A vector embedding is a list of numbers that represents the meaning of text.

Example: Simple 2D Embeddings

Imagine we could represent words in just 2 dimensions:

"puppy"    → [0.8, 0.9]   (high on "cute", high on "animal")
"dog"      → [0.7, 0.85]  (similar to puppy)
"kitten"   → [0.9, 0.6]   (high on "cute", medium on "animal")
"python"   → [0.1, 0.2]   (low on both)
"Ferrari"  → [0.3, 0.1]   (low on "cute", very low on "animal")

If we plot these on a graph:

1.0 │     puppy
    │      •
0.9 │    kitten
    │      •
0.8 │    dog
    │     •
    │
0.5 │
    │
0.3 │  Ferrari
    │    •
0.2 │ python
    │   •
0.0 └─────────────────
    0.0       1.0
            

Real Embeddings: 1536 Dimensions

OpenAI's text-embedding-ada-002 doesn't use 2 dimensions—it uses 1536 dimensions.

const embedding = await openai.embeddings.create({
  model: 'text-embedding-ada-002',
  input: 'What is a closure in JavaScript?'
})

console.log(embedding.data[0].embedding)
// [0.0234, -0.0567, 0.0891, ..., 0.0123]  (1536 numbers)
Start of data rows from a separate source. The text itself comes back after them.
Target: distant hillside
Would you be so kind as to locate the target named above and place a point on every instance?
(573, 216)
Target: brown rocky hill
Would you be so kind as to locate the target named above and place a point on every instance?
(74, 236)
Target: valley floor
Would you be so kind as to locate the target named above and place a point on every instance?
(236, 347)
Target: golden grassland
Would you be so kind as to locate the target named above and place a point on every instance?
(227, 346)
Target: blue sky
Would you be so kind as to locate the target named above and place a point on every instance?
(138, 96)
You can't visualize 1536 dimensions, but the same principle applies:

• Similar concepts → vectors point in similar directions
• Different concepts → vectors point in different directions

How Embeddings Capture Meaning

Embeddings learn relationships through training on massive text datasets. They capture:

1. Semantic Similarity

"JavaScript closure"    ≈ "function scope"
"buy groceries"         ≈ "purchase food"
"neural network"        ≈ "deep learning"

2. Analogies

"king" - "man" + "woman" ≈ "queen"
"Paris" - "France" + "Italy" ≈ "Rome"

3. Context

"bank" (financial institution) → different vector than
"bank" (river side)

The model understands context based on surrounding words!

Vector Similarity: Measuring Closeness

Given two vectors, how do we measure how "similar" they are?

Method 1: Cosine Similarity (Most Common)

Cosine similarity measures the angle between two vectors (ignoring magnitude).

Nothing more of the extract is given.